Najmi Dhiya Ulhaqq (santri kelas 7) sedang ditasmi' juz 30, Jum'at, 4 Agustus 2017

Way Jepara - Santri Griya Quran Baitul Muslim membentuk hafalan yang kuat/mutqin dengan metode tasmi' dihadapan santri-santri lain.

Konsep menghafal di lembaga ini adalah hafal langsung mutqin, artinya santri tidak diijinkan menambah hafalan baru sebelum ayat-ayat yang sudah dihafal berstatus mutqin.
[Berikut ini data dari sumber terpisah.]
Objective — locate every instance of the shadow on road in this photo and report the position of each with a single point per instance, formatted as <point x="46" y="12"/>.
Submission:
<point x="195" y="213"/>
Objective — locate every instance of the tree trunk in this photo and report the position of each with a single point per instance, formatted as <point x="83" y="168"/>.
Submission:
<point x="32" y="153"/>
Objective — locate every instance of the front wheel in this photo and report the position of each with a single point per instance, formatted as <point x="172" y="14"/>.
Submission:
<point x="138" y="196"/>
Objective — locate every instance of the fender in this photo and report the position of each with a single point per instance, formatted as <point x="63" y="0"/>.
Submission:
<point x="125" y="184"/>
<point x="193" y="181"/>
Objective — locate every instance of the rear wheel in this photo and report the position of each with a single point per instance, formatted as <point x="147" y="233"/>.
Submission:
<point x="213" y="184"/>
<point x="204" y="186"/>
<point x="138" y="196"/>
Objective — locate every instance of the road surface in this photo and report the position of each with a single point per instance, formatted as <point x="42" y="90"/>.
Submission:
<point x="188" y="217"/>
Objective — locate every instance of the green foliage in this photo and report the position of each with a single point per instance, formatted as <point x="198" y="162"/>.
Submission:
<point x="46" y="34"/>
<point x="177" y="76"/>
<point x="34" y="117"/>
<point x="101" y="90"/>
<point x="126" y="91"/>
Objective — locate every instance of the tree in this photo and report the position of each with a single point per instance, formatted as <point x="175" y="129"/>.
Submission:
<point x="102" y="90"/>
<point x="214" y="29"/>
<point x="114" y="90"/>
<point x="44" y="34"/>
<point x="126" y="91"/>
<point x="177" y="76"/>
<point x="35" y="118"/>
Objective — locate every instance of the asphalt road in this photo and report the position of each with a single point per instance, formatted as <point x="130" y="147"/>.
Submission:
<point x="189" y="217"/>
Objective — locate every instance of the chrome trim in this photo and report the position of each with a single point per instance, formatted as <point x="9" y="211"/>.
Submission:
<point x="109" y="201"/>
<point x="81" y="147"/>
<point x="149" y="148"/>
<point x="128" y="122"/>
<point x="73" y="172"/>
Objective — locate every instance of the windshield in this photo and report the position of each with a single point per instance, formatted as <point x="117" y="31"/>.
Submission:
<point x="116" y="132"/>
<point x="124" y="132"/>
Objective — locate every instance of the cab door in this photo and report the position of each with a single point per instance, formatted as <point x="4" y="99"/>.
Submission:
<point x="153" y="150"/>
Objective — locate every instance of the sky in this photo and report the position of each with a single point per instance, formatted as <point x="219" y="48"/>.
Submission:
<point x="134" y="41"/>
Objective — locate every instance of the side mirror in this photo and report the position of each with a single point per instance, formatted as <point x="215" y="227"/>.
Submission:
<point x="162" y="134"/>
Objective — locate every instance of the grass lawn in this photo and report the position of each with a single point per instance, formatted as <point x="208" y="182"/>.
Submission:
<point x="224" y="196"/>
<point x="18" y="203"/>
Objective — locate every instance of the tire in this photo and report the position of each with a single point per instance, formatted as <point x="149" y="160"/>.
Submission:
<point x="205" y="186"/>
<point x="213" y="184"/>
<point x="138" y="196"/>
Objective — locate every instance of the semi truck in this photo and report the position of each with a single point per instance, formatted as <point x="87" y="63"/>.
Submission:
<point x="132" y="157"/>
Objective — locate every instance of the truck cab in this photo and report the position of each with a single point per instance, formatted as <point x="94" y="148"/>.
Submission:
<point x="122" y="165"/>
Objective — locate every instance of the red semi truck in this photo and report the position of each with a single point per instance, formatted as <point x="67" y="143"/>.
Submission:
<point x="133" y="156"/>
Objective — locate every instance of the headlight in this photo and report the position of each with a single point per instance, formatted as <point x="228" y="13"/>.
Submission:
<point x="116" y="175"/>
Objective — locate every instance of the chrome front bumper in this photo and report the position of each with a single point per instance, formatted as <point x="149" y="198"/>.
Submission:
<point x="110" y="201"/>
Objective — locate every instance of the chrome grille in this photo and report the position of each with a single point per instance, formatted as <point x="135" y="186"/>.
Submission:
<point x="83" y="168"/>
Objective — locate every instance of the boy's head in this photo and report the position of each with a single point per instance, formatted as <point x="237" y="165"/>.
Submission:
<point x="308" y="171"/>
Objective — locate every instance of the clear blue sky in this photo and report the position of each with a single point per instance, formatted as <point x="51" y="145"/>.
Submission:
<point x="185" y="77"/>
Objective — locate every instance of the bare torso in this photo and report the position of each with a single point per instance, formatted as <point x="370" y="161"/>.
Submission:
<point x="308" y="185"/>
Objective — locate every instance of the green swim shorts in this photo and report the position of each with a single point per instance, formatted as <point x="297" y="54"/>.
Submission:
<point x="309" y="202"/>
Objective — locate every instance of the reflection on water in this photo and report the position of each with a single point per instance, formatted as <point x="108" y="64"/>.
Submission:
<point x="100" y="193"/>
Melalui tasmi' inilah santri membuktikan bahwa dirinya layak menambah hafalan baru.

Menurut Wawan, salah satu pengajar di Griya Quran Baitul Muslim, metode tersebut dipilih karena maraknya fenomena ditengah para penghafal Al Quran mengalami kelupaan terhadap ayat-ayat yang pernah dihafal.

"Banyak para penghafal Al Quran lupa terhadap ayat-ayat yang pernah dihafal, sebabnya karena mereka terlalu bersemangat menghafal namun lupa mengikat hafalannya. Akhirnya apa yang sudah dihafal jadi hilang semua," papar pria yang akrab dipanggil Ust. Wawan ini.

Llebih lanjut Ust. Wawan menjelaskan, "Rasulullah sudah memberi peringatan bahwa Al Quran akan hilang lebih cepat dari Unta yang tidak diikat. Maka sudah semestinya peringatan ini menjadi perhatian kita semua," pungkasnya.

Diakhir penjelasannya beliau mengatakan, "Griya Quran Baitul Muslim membatasi hafalan santri hanya satu juz. Artinya jika santri tersebut sudah menyelesaikan satu juz, mereka tidak boleh melanjutkan ke juz yang baru sebelum ditasmi' (membacakan hafalan) dihadapan santri-santri yang lain."